| FRANKFURT/NEW YORK
FRANKFURT/NEW YORK Deutsche Boerse AG (DB1Gn.DE) and NYSE Euronext NYX.N unveiled a special dividend on Tuesday, flexing their financial muscle a month before shareholders decide whether to approve a merger that would create the world's largest exchange operator.
Shareholders in a combined company are being offered a one-time dividend of 2 euros per share after the deal closes, the companies said in a joint statement. The total payout is about 620 million euros ($910 million).
The dividend, which had been discussed with shareholders in the last few months, was offered despite the fact that rivals Nasdaq OMX Group (NDAQ.O) and IntercontinentalExchange (ICE.N) dropped a competing offer for the New York Stock Exchange parent last month.
Now, the main hurdle for the two exchanges is winning antitrust approval for their $10.2 billion deal in Europe, where the combined company will have a lock on exchange-based derivatives trading.
"I'm not sure whether that dividend was necessary to get the shareholder approval at this stage of the game because you didn't have a competing bid, and I think the risk is more on the competition (antitrust) side," said Chris Allen, exchanges analyst at Evercore Partners.

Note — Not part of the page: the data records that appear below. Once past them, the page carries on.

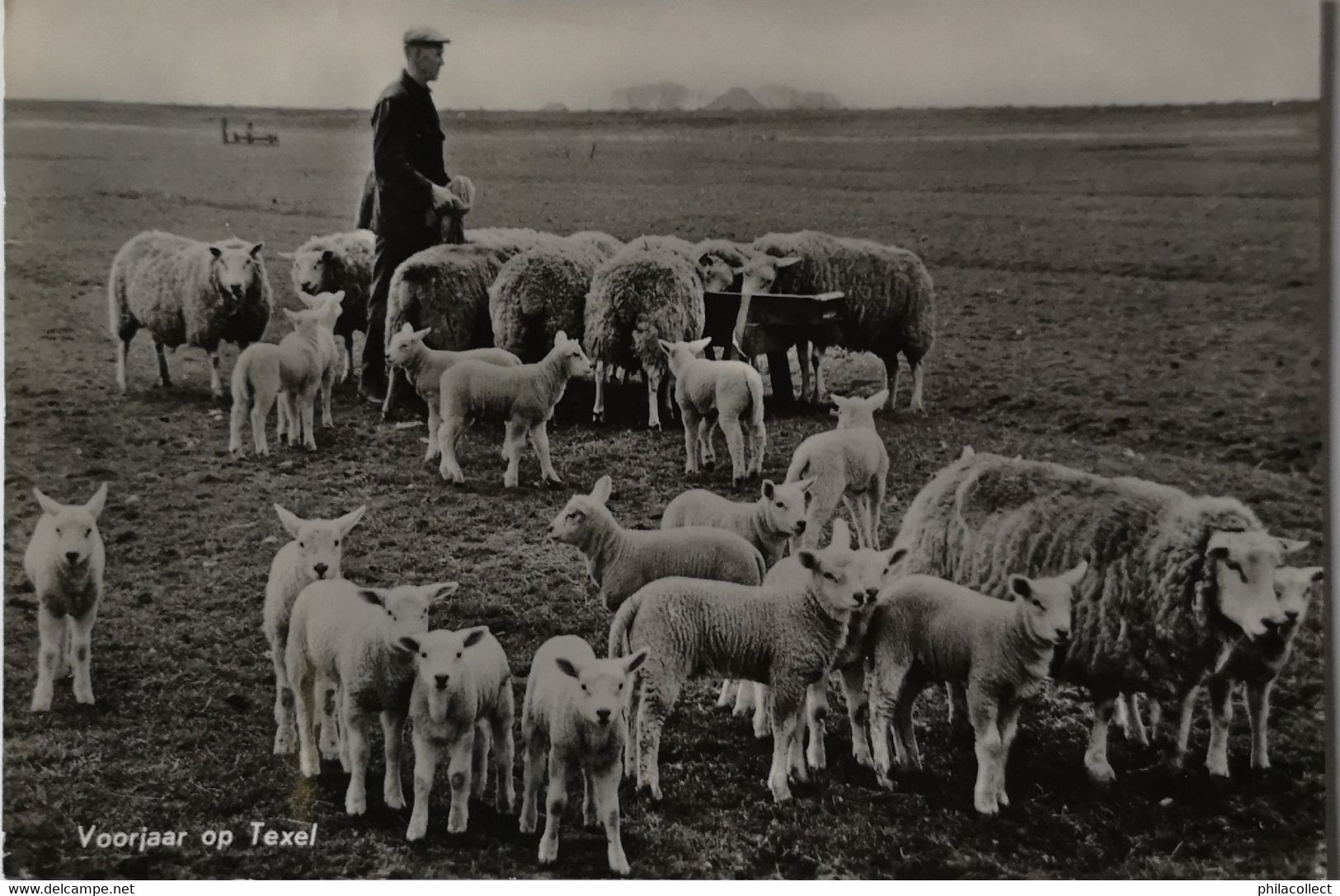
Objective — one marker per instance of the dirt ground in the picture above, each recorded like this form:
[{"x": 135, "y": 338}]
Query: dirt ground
[{"x": 1126, "y": 291}]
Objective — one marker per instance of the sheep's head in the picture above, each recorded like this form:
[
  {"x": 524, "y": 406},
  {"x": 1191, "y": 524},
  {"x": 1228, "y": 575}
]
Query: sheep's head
[
  {"x": 407, "y": 343},
  {"x": 1046, "y": 603},
  {"x": 571, "y": 523},
  {"x": 1243, "y": 565},
  {"x": 236, "y": 267},
  {"x": 784, "y": 505},
  {"x": 443, "y": 658},
  {"x": 73, "y": 527},
  {"x": 604, "y": 686},
  {"x": 319, "y": 540},
  {"x": 858, "y": 413},
  {"x": 407, "y": 607}
]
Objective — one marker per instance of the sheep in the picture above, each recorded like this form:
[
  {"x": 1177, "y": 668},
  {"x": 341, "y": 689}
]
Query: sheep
[
  {"x": 621, "y": 560},
  {"x": 345, "y": 636},
  {"x": 712, "y": 392},
  {"x": 64, "y": 561},
  {"x": 783, "y": 635},
  {"x": 461, "y": 705},
  {"x": 338, "y": 263},
  {"x": 1174, "y": 580},
  {"x": 574, "y": 710},
  {"x": 847, "y": 463},
  {"x": 889, "y": 306},
  {"x": 186, "y": 293},
  {"x": 314, "y": 553},
  {"x": 929, "y": 630},
  {"x": 767, "y": 524},
  {"x": 289, "y": 371},
  {"x": 425, "y": 366},
  {"x": 651, "y": 289},
  {"x": 543, "y": 291},
  {"x": 523, "y": 396}
]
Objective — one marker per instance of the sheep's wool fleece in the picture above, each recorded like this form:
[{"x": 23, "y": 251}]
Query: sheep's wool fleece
[
  {"x": 1146, "y": 619},
  {"x": 167, "y": 284}
]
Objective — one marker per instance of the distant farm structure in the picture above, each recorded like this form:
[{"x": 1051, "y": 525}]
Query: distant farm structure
[{"x": 250, "y": 137}]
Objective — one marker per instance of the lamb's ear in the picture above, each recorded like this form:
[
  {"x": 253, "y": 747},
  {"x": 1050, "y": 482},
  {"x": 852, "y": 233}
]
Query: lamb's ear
[
  {"x": 98, "y": 501},
  {"x": 349, "y": 520},
  {"x": 47, "y": 504},
  {"x": 600, "y": 493}
]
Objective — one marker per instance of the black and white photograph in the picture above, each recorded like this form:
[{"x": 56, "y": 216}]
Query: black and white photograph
[{"x": 697, "y": 439}]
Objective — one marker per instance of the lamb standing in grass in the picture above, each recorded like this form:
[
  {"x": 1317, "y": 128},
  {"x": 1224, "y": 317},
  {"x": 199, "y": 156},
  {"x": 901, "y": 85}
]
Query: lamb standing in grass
[
  {"x": 1174, "y": 580},
  {"x": 64, "y": 561},
  {"x": 186, "y": 293},
  {"x": 461, "y": 705},
  {"x": 849, "y": 463},
  {"x": 425, "y": 366},
  {"x": 313, "y": 555},
  {"x": 346, "y": 638},
  {"x": 574, "y": 711},
  {"x": 928, "y": 630},
  {"x": 717, "y": 392},
  {"x": 523, "y": 396},
  {"x": 786, "y": 636},
  {"x": 623, "y": 560}
]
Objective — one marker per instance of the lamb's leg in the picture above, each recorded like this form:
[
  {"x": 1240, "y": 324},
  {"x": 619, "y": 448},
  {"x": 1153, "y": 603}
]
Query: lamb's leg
[
  {"x": 425, "y": 767},
  {"x": 1258, "y": 713},
  {"x": 1221, "y": 718}
]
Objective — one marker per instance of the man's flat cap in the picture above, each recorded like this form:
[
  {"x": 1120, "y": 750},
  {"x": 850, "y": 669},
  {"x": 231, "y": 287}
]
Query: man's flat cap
[{"x": 428, "y": 36}]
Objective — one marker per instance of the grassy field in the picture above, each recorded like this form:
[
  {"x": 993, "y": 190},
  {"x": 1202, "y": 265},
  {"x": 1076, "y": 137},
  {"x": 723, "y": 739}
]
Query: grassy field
[{"x": 1126, "y": 291}]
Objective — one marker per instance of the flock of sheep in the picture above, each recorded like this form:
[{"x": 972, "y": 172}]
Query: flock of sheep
[{"x": 1005, "y": 572}]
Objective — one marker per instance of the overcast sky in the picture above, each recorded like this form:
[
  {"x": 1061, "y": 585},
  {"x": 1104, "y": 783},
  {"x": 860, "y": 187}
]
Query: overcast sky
[{"x": 521, "y": 54}]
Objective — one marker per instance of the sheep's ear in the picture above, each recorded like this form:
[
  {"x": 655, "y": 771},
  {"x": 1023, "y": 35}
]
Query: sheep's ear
[
  {"x": 96, "y": 501},
  {"x": 47, "y": 504},
  {"x": 600, "y": 492},
  {"x": 634, "y": 662},
  {"x": 291, "y": 523},
  {"x": 349, "y": 520}
]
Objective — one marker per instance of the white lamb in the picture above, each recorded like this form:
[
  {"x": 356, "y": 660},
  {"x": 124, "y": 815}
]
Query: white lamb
[
  {"x": 622, "y": 560},
  {"x": 64, "y": 561},
  {"x": 712, "y": 392},
  {"x": 574, "y": 711},
  {"x": 345, "y": 636},
  {"x": 314, "y": 553},
  {"x": 928, "y": 630},
  {"x": 786, "y": 636},
  {"x": 524, "y": 396},
  {"x": 463, "y": 706},
  {"x": 849, "y": 463}
]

Deutsche Boerse shareholders have until July 13 to tender their shares in the deal, and shareholders in the Big Board parent are set to vote on July 7.
Deutsche Boerse's shareholders would control 60 percent of the new company. Deutsche Boerse Chief Executive Reto Francioni will assume the role of chairman while Duncan Niederauer, who is head of NYSE Euronext, will become chief executive.
"The ability to provide a special dividend underscores the strength of the combined group," Niederauer said.
Earlier this year Francioni had brushed aside suggestions the company was poised to sweeten its offer.
"We have a signed merger agreement ... which was fully negotiated over a long period of time," Francioni told analysts at the time. "We stand by the terms of the agreement and we are working toward a timely closing."
Yet the $11.3 billion bid from Nasdaq and ICE -- thwarted by the U.S. Justice Department and then withdrawn -- may have influenced the dividend decision. Reuters reported on April 13 that NYSE Euronext and Deutsche Boerse were weighing several options including paying a special dividend, to win shareholder support.
"Both companies have been returning capital to shareholders, and they thought they had a potential to do that given the combination," said Allen. "This is something that has been telegraphed a bit over the last month."
The news came after NYSE Euronext shares were halted, and sparked a brief 1 percent jump. The shares were off 2 cents at $35.48 in afternoon trading. Deutsche Boerse shares closed down 0.6 percent at 53.50 euros.
In a separate move announced on Tuesday, Deutsche Boerse said it had struck a deal with Switzerland's SIX Group to take full control of derivatives arm Eurex, one of the main profit drivers at Deutsche Boerse.